[Date Prev][Date Next][Thread Prev][Thread Next][Date Index][Thread Index]
Re: Bug in GNUstep implementation of NSRegularExpression?
From: |
Fred Kiefer |
Subject: |
Re: Bug in GNUstep implementation of NSRegularExpression? |
Date: |
Sat, 12 Apr 2014 09:33:15 +0200 |
Am 12.04.2014 um 06:56 schrieb Richard Frith-Macdonald <address@hidden>:
>
>> On 11 Apr 2014, at 22:54, Fred Kiefer <address@hidden> wrote:
>>
>>> On 08.04.2014 16:14, Mathias Bauer wrote:
>>> Hi,
>>>
>>> the following simple test program throws an exception:
>>>
>>>
>>>> #import <Foundation/Foundation.h>
>>>>
>>>> int main(int argc, const char * argv[])
>>>> {
>>>> @autoreleasepool
>>>> {
>>>> NSString* text = @"h1. Real
>>>> Acme\n\n||{noborder}{left}Item||{right}Price||\n|Testproduct|{right}2
>>>> x $59.50|\n| |{right}net amount: $100.00|\n| |{right}total amount:
>>>> $119.00|\n\n\nh2. Thanks for your purchase!\n\n\n";
>>>>
>>>> // NSRegularExpression* expr = [NSRegularExpression
>>>> regularExpressionWithPattern:@".*?$"
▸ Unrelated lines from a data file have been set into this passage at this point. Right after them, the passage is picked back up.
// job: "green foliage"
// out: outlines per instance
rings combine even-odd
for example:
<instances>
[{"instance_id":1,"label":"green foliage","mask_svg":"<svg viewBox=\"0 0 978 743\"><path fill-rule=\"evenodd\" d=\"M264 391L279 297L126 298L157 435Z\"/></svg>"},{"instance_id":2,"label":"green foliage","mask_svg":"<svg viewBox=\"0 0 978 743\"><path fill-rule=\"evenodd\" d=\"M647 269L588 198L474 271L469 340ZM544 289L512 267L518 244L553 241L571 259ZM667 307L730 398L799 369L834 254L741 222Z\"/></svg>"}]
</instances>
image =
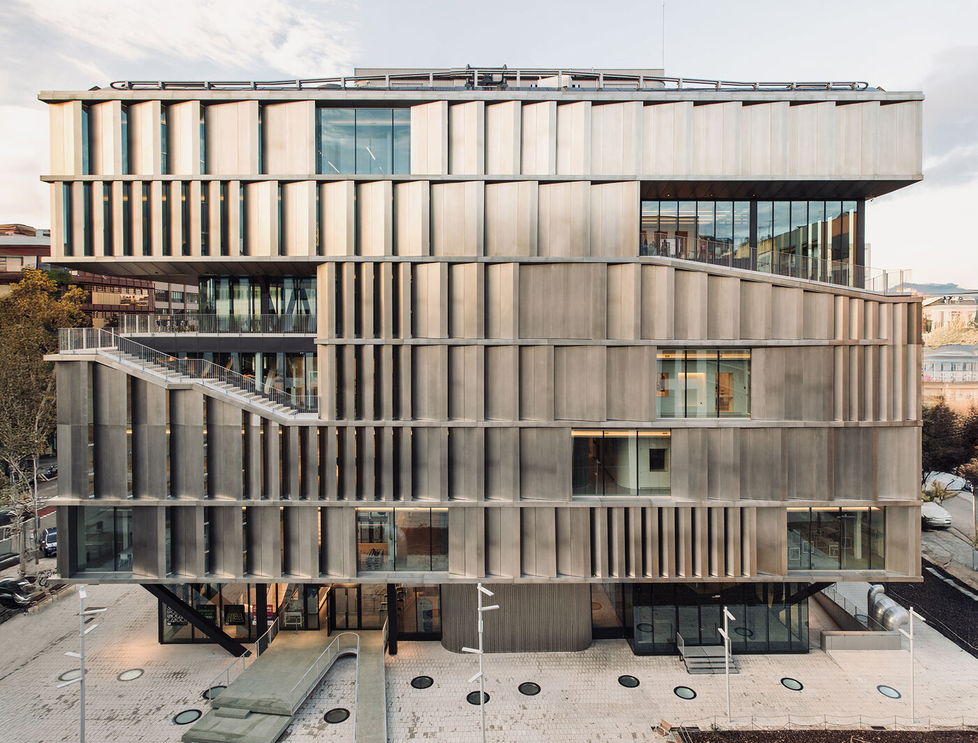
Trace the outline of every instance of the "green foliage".
<instances>
[{"instance_id":1,"label":"green foliage","mask_svg":"<svg viewBox=\"0 0 978 743\"><path fill-rule=\"evenodd\" d=\"M60 292L47 272L25 268L0 300L0 464L14 472L11 499L25 486L22 469L48 445L56 425L54 364L58 329L87 324L84 292Z\"/></svg>"},{"instance_id":2,"label":"green foliage","mask_svg":"<svg viewBox=\"0 0 978 743\"><path fill-rule=\"evenodd\" d=\"M924 407L921 417L921 482L925 482L931 473L954 472L971 458L974 447L965 445L961 417L948 407L944 399Z\"/></svg>"}]
</instances>

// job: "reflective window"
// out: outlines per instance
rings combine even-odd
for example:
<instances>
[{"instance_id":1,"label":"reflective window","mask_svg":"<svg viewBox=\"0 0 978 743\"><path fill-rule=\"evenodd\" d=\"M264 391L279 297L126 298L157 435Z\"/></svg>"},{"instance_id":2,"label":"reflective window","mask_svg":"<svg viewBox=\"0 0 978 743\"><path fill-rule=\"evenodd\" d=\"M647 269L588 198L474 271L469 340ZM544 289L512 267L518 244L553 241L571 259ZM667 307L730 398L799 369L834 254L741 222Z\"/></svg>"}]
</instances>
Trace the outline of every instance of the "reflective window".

>>>> options:NSRegularExpressionAnchorsMatchLines error:NULL];
>>>> // int currentIndex = 27;
>>>>
>>>> NSRegularExpression* expr = [NSRegularExpression
>>>> regularExpressionWithPattern:@"h[123]\\. "
>>>> options:NSRegularExpressionCaseInsensitive error:NULL];
>>>> int currentIndex = 33;
>>>>
>>>> [expr firstMatchInString:text options:NSMatchingAnchored
>>>> range:NSMakeRange(currentIndex, [text length]-currentIndex-1)];
>>>> }
>>>> return 0;
>>>> }
>>>
>>> The call to firstMatchInString will end up in calling uregex_lookingAt
>>> (thus carrying out a regex match) and afterwards calling uregex_start
>>> and uregext_end (thus retrieving the matched text range). The results of
>>> the two latter calls will be used to create an NSRange object in the
>>> prepareResult function of NSRegularExpression.m. And because the length
>>> of this range is negative, an exception is thrown.
>>>
>>> Let's have a look at the data:
>>>
>>> The matching region starts at position 33, it ends at the string end.
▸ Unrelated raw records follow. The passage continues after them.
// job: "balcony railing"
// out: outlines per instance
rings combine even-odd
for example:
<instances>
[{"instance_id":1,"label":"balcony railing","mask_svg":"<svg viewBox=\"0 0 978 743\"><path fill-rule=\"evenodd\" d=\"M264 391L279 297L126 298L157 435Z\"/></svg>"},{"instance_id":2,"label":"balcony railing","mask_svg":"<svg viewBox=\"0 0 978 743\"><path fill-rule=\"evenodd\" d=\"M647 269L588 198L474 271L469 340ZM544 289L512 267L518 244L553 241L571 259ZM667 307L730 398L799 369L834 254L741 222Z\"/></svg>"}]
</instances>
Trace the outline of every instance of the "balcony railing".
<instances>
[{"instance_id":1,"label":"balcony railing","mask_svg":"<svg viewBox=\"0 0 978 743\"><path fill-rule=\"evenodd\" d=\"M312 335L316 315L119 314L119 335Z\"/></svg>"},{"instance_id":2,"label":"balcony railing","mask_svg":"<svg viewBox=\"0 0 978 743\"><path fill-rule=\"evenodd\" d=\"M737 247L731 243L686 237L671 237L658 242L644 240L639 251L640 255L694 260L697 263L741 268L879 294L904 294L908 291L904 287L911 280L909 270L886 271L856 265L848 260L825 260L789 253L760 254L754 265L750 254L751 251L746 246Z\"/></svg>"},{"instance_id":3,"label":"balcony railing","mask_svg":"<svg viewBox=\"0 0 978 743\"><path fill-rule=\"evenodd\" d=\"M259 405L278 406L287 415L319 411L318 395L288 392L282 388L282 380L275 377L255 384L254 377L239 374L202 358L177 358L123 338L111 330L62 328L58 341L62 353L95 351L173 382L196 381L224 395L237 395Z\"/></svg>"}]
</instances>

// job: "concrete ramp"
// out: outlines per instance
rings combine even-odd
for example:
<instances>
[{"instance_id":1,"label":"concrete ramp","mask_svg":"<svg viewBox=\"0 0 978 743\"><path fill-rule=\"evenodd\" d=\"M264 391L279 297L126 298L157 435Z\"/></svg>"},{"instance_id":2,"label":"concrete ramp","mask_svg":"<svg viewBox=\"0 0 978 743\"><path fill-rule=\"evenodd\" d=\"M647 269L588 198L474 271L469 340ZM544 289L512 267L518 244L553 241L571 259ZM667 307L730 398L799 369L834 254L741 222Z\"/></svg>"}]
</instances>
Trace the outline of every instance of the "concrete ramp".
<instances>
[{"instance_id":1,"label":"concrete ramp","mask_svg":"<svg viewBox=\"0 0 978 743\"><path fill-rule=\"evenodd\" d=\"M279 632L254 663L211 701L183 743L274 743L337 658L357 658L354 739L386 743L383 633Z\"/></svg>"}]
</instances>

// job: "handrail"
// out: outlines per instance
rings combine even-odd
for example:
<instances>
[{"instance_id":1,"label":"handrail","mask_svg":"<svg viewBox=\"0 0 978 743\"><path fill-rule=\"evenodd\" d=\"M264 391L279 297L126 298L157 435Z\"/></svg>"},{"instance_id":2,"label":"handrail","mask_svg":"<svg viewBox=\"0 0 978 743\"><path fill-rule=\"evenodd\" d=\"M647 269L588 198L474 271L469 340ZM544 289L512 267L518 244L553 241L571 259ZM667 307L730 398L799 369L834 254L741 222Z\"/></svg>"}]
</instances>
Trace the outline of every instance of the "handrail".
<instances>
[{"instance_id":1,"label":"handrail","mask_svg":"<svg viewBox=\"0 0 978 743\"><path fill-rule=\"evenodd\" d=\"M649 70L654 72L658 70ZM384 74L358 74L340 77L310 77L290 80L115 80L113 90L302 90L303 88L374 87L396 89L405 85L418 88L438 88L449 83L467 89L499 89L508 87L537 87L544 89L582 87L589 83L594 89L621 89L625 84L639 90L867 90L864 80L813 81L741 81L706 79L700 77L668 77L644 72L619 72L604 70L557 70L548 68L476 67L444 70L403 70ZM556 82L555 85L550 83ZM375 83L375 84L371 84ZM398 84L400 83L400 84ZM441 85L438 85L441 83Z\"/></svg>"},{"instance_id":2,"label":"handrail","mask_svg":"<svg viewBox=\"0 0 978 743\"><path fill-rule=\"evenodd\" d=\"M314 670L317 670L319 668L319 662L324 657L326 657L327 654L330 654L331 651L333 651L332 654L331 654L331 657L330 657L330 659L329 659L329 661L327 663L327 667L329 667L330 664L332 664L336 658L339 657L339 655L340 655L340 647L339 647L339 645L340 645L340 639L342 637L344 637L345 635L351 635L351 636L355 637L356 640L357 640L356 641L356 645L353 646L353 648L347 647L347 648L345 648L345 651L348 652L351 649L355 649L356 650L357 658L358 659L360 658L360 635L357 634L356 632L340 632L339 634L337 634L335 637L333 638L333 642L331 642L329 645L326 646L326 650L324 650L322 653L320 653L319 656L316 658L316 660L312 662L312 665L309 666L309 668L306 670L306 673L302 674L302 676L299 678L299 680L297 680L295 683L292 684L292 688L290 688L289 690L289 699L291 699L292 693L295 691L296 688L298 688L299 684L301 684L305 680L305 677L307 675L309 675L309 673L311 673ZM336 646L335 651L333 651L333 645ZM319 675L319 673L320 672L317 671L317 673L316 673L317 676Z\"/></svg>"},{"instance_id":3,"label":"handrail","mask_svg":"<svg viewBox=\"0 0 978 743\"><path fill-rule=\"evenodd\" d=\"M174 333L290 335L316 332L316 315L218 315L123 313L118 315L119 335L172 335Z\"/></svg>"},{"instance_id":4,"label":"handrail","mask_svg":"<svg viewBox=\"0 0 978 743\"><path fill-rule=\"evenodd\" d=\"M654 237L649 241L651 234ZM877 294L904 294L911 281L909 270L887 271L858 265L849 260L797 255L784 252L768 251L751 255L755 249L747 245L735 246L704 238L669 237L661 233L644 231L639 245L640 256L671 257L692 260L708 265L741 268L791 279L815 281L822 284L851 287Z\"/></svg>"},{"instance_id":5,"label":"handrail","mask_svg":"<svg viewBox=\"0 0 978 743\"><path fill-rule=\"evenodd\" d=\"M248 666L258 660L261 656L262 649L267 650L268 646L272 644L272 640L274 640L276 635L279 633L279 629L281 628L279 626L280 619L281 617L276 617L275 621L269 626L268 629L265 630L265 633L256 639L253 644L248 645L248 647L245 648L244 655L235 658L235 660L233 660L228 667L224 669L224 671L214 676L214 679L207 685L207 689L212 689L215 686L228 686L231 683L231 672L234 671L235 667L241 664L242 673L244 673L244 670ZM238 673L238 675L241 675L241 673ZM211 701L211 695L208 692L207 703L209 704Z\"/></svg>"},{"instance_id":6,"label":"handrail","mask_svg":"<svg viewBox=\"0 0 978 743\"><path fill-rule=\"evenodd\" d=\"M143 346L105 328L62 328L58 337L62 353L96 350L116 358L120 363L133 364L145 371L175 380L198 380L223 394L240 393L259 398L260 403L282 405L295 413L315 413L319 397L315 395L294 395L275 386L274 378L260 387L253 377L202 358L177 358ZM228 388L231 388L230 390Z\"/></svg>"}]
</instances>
>>> This region has been set at the regex by calling uregex_setRegion (in
>>> the setupRegex function in NSRegularExpression.m).
>>>
>>> According to the documentation, uregex_start should return the index in
>>> the input string of the start of the text matched. In my book this
>>> should be the position of the "h2" near the end of the string.
>>>
>>> According to the documentation, uregex_end should return the index in
>>> the input string of the position following the end of the text matched.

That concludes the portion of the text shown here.